Black Lightning exits The CW’s superhero lineup with a busy, unremarkable finale
Image: Photo: Boris Martin/The CWAfter its intimate, personal first season, Black Lightning faced a bit of a conundrum. Where the first season was able to focus mostly on Jefferson’s conflicted feelings about donning the Black Lightning costume again, and what his role in vigilante justice should be, the story couldn’t stop there. It couldn’t be contained. Of course Jefferson would become a superhero again, and therefore the story and this world must build and expand.
In that expansion, something was lost. The first season of Black Lightning worked so well because of the lack of world building. Rather than sending the story out in a bunch of different directions, the show kept things simple, and delivered a season propelled by well thought out character motivations. It didn’t reinvent the superhero wheel, but it did offer up a refreshing perspective.
As the world built out and evil governments (both foreign and domestic), undead villains, and mentions of Civil War raised the stakes to something closer to the grandiose, city-destroying ones we’re used to when we go to the theater, Black Lightning lost its character-focused touch. The show had to grow out of necessity, sure, but that doesn’t mean we can’t acknowledge the loss.
The show had its moments across seasons two and three, but the foundation was cracking under the pressure, and the fourth and final season has seen some of the shakiest, and least consequential, storytelling yet. There have been “Moments,” ones meant to convey moral dilemma and inner struggle. There have been mysteries and cliffhangers and political intrigue. But none of it has ever really coalesced into something meaningful or impactful.
That’s especially clear throughout the series finale, which is largely made up of endless exposition and not much else. The first half of this episode is nearly all setup and talking, with scene after scene of characters explaining what’s happening and what they need to do rather than, you know, actually doing those things. We listen to Lynn dump information about needing to find Tobias but also needing to get to the emitter to get meta powers back all while everyone debates how best to move on now that Jefferson is “dead.”

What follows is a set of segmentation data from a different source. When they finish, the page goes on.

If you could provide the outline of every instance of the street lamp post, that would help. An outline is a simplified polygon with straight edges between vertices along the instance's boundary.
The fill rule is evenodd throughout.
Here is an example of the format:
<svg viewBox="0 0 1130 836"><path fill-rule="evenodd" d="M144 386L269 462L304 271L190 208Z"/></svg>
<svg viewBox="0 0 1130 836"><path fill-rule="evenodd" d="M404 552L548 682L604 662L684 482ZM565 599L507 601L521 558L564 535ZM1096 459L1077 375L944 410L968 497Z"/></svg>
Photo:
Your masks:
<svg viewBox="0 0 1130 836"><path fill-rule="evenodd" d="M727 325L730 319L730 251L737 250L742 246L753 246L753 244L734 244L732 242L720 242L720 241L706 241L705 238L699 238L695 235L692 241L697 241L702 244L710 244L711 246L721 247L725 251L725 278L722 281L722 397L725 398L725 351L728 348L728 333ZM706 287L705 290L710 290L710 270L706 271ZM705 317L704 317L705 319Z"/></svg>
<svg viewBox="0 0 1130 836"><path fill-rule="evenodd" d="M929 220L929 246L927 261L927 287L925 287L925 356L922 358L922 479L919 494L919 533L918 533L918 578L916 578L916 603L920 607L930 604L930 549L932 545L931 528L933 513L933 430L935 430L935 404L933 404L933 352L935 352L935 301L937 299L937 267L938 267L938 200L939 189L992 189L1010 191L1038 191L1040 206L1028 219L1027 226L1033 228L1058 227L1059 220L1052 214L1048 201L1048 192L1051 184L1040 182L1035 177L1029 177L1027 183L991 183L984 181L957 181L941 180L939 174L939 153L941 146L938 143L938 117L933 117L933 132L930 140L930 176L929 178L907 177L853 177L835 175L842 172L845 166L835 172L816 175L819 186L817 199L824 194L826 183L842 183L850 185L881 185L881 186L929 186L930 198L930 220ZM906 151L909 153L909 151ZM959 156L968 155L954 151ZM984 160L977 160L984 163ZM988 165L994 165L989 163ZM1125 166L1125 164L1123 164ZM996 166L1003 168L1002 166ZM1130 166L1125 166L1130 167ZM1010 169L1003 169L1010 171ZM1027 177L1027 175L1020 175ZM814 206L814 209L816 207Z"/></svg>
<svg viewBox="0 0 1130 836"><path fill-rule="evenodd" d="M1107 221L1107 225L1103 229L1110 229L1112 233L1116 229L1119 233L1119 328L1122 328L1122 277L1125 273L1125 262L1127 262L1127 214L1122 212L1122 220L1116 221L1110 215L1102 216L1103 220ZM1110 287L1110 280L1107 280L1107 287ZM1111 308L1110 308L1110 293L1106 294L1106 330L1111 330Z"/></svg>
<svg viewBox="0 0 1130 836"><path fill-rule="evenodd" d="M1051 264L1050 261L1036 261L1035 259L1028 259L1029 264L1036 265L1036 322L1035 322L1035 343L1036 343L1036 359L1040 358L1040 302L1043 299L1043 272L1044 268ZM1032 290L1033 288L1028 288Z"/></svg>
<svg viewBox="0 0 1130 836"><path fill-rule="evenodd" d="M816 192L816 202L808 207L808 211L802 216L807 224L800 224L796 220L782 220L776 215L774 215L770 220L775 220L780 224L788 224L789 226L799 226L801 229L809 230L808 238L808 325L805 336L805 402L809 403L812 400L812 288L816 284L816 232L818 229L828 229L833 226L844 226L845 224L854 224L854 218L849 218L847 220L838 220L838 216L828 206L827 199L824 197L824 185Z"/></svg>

It’s rather maddening to watch unfold. I know this show was dealt a tough hand with cancellation (and The CW choosing not to move forward with the Painkiller spin-off), but still, there’s just no urgency here. There’s no stakes, or at least none that feel more than your average, generic “we need to save our city” type of stuff. Every bit of action here is predictable, and it feels like the show is just going through the motions without really trying to engage us in any way.
It’s really a shame, because Black Lightning has had more than its fair share of great moments and story arcs, and it probably deserved more time to tell more stories, but external circumstances doesn’t stop the series finale from feeling like a dud. I’m not entirely sure what we’re supposed to connect with here? Jennifer coming back is a neat moment, as is the way the show tied Jefferson’s killing of Tobias to the very first time he used his powers to kill someone when he was younger, but otherwise this all feels very anticlimactic. The raid to destroy the emitter is executed with little flair, everything involving Lopez and Shakur is a waste of airtime, and keeping your protagonist locked underground in a coffin for most of the episode is certainly a strange choice.
With that said, more strange choices might have been preferable to what this series finale ended up offering. This is one of the tidiest, conflict-free endings to a show I’ve ever seen. I don’t even mind some of the stale elements, like Lynn and Jefferson deciding to get remarried, or the “passing of the torch” moment at the end of the episode, but I wish everything that came before that final family scene was more compelling, more adventurous and complicated, like the show has been in the past.
Ultimately, I think Black Lightning simply got to a point where there wasn’t much left to tell in any interesting way. Sure, the show could have kept going—oddly enough, Lala gets the final line of the series, coming back from the dead (again) to laugh at the impaled body of Tobias—but this whole season has been defined by the show struggling to find new ways to capture the energy it used to have. As Jefferson now knows, you have to let go of the past in order to keep moving forward. It’s just a shame that while letting go of the past Black Lightning couldn’t find another a more meaningful path for itself.